A few of you may remember I wrote an analysis of findings from 2004 eyetracking research on hypothetical newspaper Web sites. Spool was one of several people I interviewed for that roundup, and he raised valid concerns about the methodology.
"The big flaw in this study is that it assumes that the actual news has no effect on the reader. But, we all know that isn't true. And study after study shows that it isn't true.
"This is amplified in this particular study because they explicitly 'chose mostly "evergreen" content that wouldn't appear dated, rather than deadline news.' Yet it is that very deadline news that drives people to online news sources on a regular basis.
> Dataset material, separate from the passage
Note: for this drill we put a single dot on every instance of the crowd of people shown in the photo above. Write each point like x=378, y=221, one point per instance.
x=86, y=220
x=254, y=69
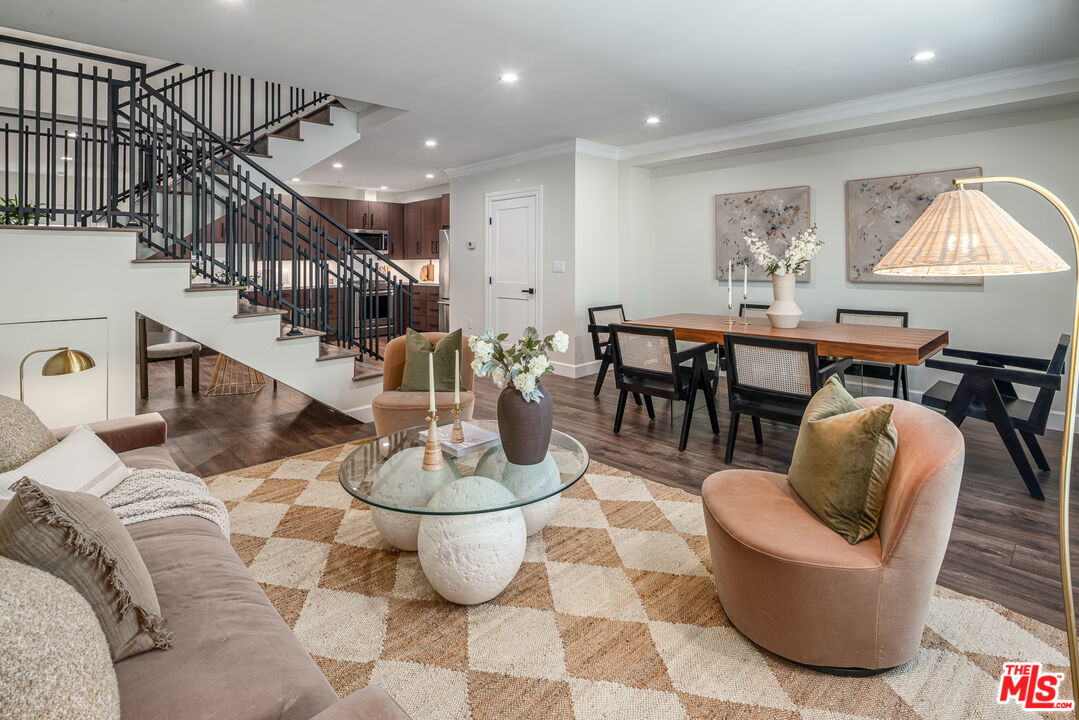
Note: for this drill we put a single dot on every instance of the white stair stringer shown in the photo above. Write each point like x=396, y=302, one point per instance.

"I'm having trouble with every finding in this study because the mock-up content was so badly neutered and no controls or measures are reported about the relationship that the users have with the mockup content."
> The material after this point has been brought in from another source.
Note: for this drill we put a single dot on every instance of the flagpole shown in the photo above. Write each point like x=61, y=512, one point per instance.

In that case, Spool wasn't cautioning so much about the use of eyetracking tools as the reliance on faux sites. And he had a good point. If it's not a "real" site, and the usage isn't tracked in a "real" environment, how can you be sure the results resemble anything "real"?
Still, I see the 2004 eyetracking findings cited often as design guidance for news sites. And you have to remember how many newspaper executives made dramatic changes to their designs following a round of far more primitive eyetracking research on print papers in the 1980s.
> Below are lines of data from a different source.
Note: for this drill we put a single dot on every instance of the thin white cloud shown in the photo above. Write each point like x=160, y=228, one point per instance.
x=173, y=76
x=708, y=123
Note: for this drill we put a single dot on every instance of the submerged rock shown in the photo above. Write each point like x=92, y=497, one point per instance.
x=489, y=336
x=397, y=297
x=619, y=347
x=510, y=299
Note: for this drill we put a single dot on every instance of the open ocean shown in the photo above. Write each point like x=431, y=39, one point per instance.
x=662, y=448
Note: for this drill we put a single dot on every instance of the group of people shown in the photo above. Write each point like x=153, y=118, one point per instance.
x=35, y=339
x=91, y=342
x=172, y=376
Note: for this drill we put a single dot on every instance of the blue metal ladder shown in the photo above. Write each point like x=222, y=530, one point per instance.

I believe that was the pivot point where newspaper design became more about attracting gaze (the only thing eyetracking honestly measures, right?) than holding attention.
In any event, I came away from writing the 2004 article believing that eyetracking is just one more way to get user feedback, not the way to understand how people use a site, or the whole Web. Spool's latest post just validates that belief.
Budget notwithstanding, I'd have no problem adding eyetracking tests to a Web user test program. But I wouldn't make eyetracking my whole user test program, at the expense of other methods that can be at least as informative.